El establecimiento de corredores de bosque que conecten los parches aislados y que permitan la movilidad de animales frugívoros y polinizadores como primates, aves arborícolas y abejorros, entre otros, que de otra forma no pueden sortear por sí solos los amplios espacios sin árboles, debe ser una actividad prioritaria. Ello es posible mediante las campañas educativas y la creación de incentivos de conservación para los propietarios de tierras en esta zona de vida, muchos de los cuales estarán dispuestos a ceder parte de sus potreros, cada vez menos productivos, para la reforestación. Además de los beneficios a mediano y largo plazo para el propietario, tanto directos —productos maderables y no maderables—, como indirectos —servicios ambientales como la conservación de los drenajes, los incentivos para la conservación pueden consistir en rebajas tributarias para los predios. Iniciativas de este tipo ya se están implementando con éxito en paisajes rurales andinos del Eje Cafetero.

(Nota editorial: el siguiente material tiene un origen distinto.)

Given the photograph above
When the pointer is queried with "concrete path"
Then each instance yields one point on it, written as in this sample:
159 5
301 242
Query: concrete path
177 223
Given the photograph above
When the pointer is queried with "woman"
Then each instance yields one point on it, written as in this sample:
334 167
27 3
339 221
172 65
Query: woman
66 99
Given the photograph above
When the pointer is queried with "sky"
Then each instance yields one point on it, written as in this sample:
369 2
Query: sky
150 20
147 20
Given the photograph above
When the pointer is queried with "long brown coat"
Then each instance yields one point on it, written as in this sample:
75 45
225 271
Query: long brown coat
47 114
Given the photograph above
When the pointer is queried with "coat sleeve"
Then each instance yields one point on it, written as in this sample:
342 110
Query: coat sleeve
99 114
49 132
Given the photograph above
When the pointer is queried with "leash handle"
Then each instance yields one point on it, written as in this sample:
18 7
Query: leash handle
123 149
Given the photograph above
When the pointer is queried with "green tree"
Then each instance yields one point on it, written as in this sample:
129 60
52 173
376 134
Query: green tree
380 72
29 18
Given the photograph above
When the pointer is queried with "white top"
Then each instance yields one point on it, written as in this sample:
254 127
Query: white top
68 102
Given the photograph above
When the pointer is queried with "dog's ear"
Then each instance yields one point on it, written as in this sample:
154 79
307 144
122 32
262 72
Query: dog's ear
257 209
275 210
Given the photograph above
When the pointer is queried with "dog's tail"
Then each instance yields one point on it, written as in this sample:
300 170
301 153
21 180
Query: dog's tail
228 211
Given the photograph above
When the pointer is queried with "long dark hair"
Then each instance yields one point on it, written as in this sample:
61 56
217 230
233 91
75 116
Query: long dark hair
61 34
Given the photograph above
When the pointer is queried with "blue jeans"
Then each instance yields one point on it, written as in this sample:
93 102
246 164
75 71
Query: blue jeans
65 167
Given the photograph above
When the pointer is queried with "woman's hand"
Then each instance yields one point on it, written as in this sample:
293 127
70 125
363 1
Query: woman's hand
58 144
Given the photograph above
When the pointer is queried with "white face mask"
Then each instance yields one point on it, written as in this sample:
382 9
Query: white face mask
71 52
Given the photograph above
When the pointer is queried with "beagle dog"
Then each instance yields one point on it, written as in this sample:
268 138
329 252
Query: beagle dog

En áreas donde los remanentes de bosque seco son relictuales y están sometidos a altos niveles de intervención, la silvicultura ordenada puede ser una solución a la explotación maderera desmedida. Los métodos más convenientes parecen ser los que, basados en la propia dinámica del bosque, extraen la madera útil, pero dejan siempre individuos jóvenes o plántulas que permitan su regeneración. El establecimiento de diámetros mínimos de corte, para cada especie de árbol, sustentado en un profundo conocimiento de su crecimiento y del tiempo que requiere para pasar de una categoría diamétrica a otra, es una técnica que contribuye a garantizar una producción sostenible. Las talas rasas no permiten el uso sostenido del bosque debido a la gran cantidad de nutrientes que se eliminan del ecosistema.

La conservación de la diversidad biológica y del bosque seco tropical debe ser parte del legado de nuestra generación al futuro y en él debemos incluir el patrimonio natural y cultural como piezas fundamentales para la preservación de la especie humana. Naturaleza y cultura han conformado históricamente el carácter y la riqueza de los pueblos latinoamericanos y ahora nosotros somos responsables de esa herencia que vamos a dejar en sus manos: un planeta tan rico en ambos aspectos, como lo encontramos al nacer.